Author and Maintainer: Marek Gagolewski

Contributors: Maciej Bartoszuk, Anna Cena (R packages genie /genieclust's predecessor/ and CVI /some internal cluster validity measures/), Peter M. Larsen (an implementation of the shortest augmenting path algorithm for the rectangular assignment problem which we use for computing the normalised accuracy and pair sets index).

Python and R Package Features

The implemented algorithms include:

  • Genie++ – a reimplementation of the original Genie algorithm (Gagolewski et al., 2016); much faster than the original one; supports approximate disconnected MSTs;

  • Genie+HDBSCAN* – a robustified (Geniefied) retake on the HDBSCAN* (Campello et al., 2015) method that detects noise points in data and outputs clusters of predefined sizes;

  • (Python only, experimental preview) Genie+Ic (GIc) – Cena's (2018) algorithm to minimise the information theoretic criterion discussed by Mueller et al. (2012).

See classes genieclust.Genie and genieclust.GIc (in Python) or functions gclust() and genieclust() (in R).

Other features:

  • inequality measures: the normalised Gini, Bonferroni, and De Vergottini indices;

  • external cluster validity measures: adjusted asymmetric accuracy and partition similarity scores such as normalised accuracy, pair sets index (PSI), adjusted&unadjusted Rand, adjusted&unadjusted Fowlkes-Mallows (FM), adjusted&normalised&unadjusted mutual information (MI) indices;

  • internal cluster validity measures: the Caliński-Harabasz, Silhouette, Ball-Hall, Davies-Bouldin, generalised Dunn indices, etc.;

  • (Python only) Union-find (disjoint sets) data structures (with extensions);

  • (Python only) Some R-like plotting functions.

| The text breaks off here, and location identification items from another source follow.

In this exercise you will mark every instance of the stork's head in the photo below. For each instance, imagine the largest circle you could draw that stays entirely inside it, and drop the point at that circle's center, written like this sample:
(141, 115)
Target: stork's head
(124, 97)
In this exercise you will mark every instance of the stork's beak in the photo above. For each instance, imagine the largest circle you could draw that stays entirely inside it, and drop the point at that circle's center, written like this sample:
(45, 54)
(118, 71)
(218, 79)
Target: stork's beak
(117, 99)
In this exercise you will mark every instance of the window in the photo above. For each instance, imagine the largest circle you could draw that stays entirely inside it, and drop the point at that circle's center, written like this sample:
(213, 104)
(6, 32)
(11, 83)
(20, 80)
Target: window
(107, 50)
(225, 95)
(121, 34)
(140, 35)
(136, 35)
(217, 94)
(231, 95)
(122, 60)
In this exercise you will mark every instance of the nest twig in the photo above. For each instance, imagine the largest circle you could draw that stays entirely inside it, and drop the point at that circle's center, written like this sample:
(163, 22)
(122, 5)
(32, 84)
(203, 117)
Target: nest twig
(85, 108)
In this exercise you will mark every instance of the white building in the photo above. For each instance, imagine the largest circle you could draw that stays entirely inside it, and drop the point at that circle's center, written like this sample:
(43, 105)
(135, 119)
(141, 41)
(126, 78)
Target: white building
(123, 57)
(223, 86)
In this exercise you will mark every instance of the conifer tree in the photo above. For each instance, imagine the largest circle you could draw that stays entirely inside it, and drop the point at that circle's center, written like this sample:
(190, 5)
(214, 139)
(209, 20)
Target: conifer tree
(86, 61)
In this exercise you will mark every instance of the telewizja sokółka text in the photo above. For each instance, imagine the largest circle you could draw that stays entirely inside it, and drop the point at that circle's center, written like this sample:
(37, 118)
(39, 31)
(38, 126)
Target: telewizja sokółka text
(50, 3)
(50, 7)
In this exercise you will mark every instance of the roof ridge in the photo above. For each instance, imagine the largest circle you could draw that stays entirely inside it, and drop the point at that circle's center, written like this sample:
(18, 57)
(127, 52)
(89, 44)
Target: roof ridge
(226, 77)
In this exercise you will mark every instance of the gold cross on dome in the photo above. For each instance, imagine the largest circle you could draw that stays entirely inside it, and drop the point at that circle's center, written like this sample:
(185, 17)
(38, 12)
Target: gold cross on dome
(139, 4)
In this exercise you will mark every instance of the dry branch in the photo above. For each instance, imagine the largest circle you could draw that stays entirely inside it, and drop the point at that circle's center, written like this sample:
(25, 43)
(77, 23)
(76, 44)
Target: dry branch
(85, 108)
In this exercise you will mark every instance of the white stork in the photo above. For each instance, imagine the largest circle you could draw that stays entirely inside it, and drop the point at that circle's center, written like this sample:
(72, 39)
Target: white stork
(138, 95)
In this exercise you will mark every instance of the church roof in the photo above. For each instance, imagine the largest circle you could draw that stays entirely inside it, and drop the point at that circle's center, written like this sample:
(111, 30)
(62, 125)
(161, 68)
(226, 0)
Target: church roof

Examples, Tutorials, and Documentation

R's interface is compatible with stats::hclust(), but there is more.

X <- ... # some data
h <- gclust(X)
plot(h) # plot cluster dendrogram
cutree(h, k=2)
# or genie(X, k=2)

The Python language version of genieclust has a familiar scikit-learn-like look-and-feel:

import genieclust
X = ... # some data
g = genieclust.Genie(n_clusters=2)
labels = g.fit_predict(X)

The tutorials and the package documentation is available here.

To learn more about Python, check out Marek's recent open-access (free!) textbook Minimalist Data Wrangling in Python.

How to Install

Python Version

To install via pip (see PyPI):

pip3 install genieclust

The package requires Python 3.7+ together with cython as well as numpy, scipy, matplotlib, nmslib, and scikit-learn. Optional dependency: mlpack.

R Version

To install the most recent release, call:

install.packages("genieclust")

See the package entry on CRAN.

Other

The core functionality is implemented in the form of a header-only C++ library. It can thus be easily adapted for use in other environments.

Any contributions are welcome (e.g., Julia, Matlab, ...).

License

Copyright (C) 2018–2022 Marek Gagolewski https://www.gagolewski.com

This program is free software: you can redistribute it and/or modify it under the terms of the GNU Affero General Public License Version 3, 19 November 2007, published by the Free Software Foundation.

This program is distributed in the hope that it will be useful, but WITHOUT ANY WARRANTY; without even the implied warranty of MERCHANTABILITY or FITNESS FOR A PARTICULAR PURPOSE. See the GNU Affero General Public License Version 3 for more details. You should have received a copy of the License along with this program. If not, see (https://www.gnu.org/licenses/).


The file src/c_scipy_rectangular_lsap.h is adapted from the scipy project (https://scipy.org/scipylib/), source: /scipy/optimize/rectangular_lsap/rectangular_lsap.cpp. Author: Peter M. Larsen. Distributed under the BSD-3-Clause license.

The implementation of internal cluster validity measures were adapted from our previous project (Gagolewski, Bartoszuk, Cena, 2021); see optim_cvi. Originally distributed under the GNU Affero General Public License Version 3.

References

Gagolewski M., genieclust: Fast and robust hierarchical clustering, SoftwareX 15, 2021, 100722. DOI: 10.1016/j.softx.2021.100722.

Gagolewski M., Bartoszuk M., Cena A., Genie: A new, fast, and outlier-resistant hierarchical clustering algorithm, Information Sciences 363, 2016, 8–23. DOI: 10.1016/j.ins.2016.05.003.

Gagolewski M., Bartoszuk M., Cena A., Are cluster validity measures (in)valid?, Information Sciences 581, 2021, 620–636. DOI: 10.1016/j.ins.2021.10.004.

Gagolewski M., Adjusted asymmetric accuracy: A well-behaving external cluster validity measure, 2022, submitted for publication.

Gagolewski M., A Framework for Benchmarking Clustering Algorithms. 2022, https://clustering-benchmarks.gagolewski.com.

Cena A., Adaptive hierarchical clustering algorithms based on data aggregation methods, PhD Thesis, Systems Research Institute, Polish Academy of Sciences, 2018.

Campello R., Moulavi D., Zimek A., Sander J., Hierarchical density estimates for data clustering, visualization, and outlier detection, ACM Transactions on Knowledge Discovery from Data 10(1), 2015, 5:1–5:51. DOI: 10.1145/2733381.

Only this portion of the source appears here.